As film fans, there’s always a handful of films that we allow to pass us by. This isn’t usually a comment on their quality or our willingness to enjoy them – sometimes, we’re just a little late to the party.
Despite being a lifelong Stephen King fan, the notorious box office bombing of Doctor Sleep was something that kept me away from the sequel to The Shining for far too long. In fact, the two things that genuinely reconciled the idea of finally watching Doctor Sleep were the names of Mike Flanagan and Ewan McGregor – particularly the former, who has proven himself to be a worthy man to adapt King’s stories to the screen.
After a start that relies a little too heavily on The Shining-related exposition, Doctor Sleep gets well underway. As soon as McGregor appears and Dan Torrance, the film takes off, carried at first by his charismatic performance, and later by its thoroughly engaging story. Not only does Doctor Sleep properly explore its premise, but it retroactively adds merit to Kubrick’s adaptation of The Shining, too.
Perhaps saying this borders on cinema blasphemy, but The Shining is a thoroughly overrated movie. It fails to properly explore the deeper themes of King’s original novel, wasting significant portions of the narrative in favor of style over substance. This is something that Doctor Sleep is able to reconcile into its follow-up story, gently reworking elements and retroactively introducing missing elements to the story in a way that feels both organic and genuinely intelligent.

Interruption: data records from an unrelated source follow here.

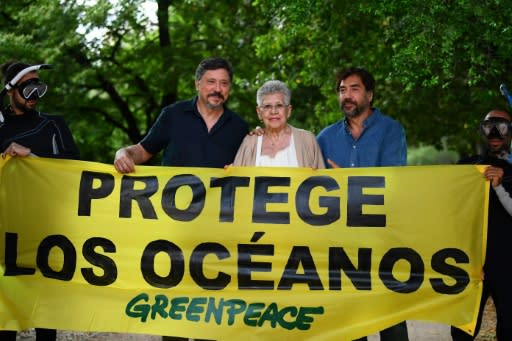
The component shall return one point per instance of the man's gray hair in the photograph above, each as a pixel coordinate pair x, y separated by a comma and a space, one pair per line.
272, 87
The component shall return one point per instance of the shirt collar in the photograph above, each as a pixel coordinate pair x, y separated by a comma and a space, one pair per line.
368, 122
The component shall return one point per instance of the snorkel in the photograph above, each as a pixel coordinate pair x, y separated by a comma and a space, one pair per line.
12, 83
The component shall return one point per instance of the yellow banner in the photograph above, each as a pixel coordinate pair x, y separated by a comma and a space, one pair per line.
239, 254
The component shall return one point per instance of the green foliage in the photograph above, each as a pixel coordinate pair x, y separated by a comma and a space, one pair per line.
438, 64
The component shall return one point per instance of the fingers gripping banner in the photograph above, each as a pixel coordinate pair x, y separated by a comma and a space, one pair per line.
242, 253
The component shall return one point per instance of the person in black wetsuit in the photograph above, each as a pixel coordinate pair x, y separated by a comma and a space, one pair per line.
26, 132
496, 129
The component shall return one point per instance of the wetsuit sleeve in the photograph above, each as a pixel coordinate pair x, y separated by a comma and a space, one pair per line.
69, 148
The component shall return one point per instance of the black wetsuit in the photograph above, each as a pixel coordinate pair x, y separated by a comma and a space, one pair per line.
498, 256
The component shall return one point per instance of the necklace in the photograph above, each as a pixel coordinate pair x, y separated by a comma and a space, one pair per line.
274, 141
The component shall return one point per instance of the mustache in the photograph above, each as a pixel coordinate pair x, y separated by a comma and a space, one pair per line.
216, 94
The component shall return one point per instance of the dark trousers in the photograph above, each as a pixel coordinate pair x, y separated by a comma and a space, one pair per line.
499, 290
397, 332
41, 335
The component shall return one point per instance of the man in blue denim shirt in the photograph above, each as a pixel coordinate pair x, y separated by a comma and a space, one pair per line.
364, 138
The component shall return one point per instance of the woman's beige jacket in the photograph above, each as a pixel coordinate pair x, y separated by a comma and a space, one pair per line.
308, 150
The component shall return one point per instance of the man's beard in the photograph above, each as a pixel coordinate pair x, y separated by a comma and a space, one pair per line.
215, 106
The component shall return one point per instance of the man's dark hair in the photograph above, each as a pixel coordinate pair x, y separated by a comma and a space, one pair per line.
366, 77
11, 68
213, 63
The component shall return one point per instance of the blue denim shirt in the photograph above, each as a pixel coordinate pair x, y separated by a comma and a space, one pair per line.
382, 143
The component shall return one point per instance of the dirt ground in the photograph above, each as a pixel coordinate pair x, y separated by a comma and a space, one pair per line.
418, 331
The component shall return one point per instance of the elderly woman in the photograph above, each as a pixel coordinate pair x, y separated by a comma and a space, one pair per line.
281, 144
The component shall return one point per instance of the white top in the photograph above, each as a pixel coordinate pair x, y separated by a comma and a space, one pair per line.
284, 158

Flanagan’s direction is spot-on, with Doctor Sleep‘s many supernatural sequences achieved in spectacular fashion and perfectly realized for the film. The merit of these particular scenes is compounded by Doctor Sleep‘s excellent cast, each of whom brings an individuality to their respective roles that help even the more minor supporting characters feel significant. There’s an unexpected physicality to the acting of the telepathy-heavy segments that both Rebecca Ferguson and Kyliegh Curran in particular are able to get note-perfect.
As with many King stories, there are deeper themes at play in Doctor Sleep, and they draw perfect parallels with The Shining. For example, The Shining made statements about confinement, whereas Doctor Sleep explores the idea of isolation. In this, and in many other ways, Doctor Sleep addresses the progression of The Shining‘s themes, making the film itself a statement on breaking free of the cycles and patterns that sometimes come to define us (in Dan and Jack Torrance’s cases, its alcoholism).
There’s an awful lot to enjoy about Doctor Sleep. It’s not only deeply thrilling, but it connects profoundly to one of the most beloved films ever made, and it does so in a way that acknowledges its shortcomings while still showing reverence for its imagery and original ideas. However, Doctor Sleep also serves as an understated apology to Stephen King fans, making it something that many didn’t even realize was needed.
Summary: Doctor Sleep is able to cater to both sides of its potential audience, and brilliantly continue the cinematic legacy of both Stephen King adaptations and The Shining‘s undeniable cinematic influence.
Highlights: The pure evil of Rose the Hat and the quiet charm of Ewan McGregor make Doctor Sleep a deeply engaging film throughout.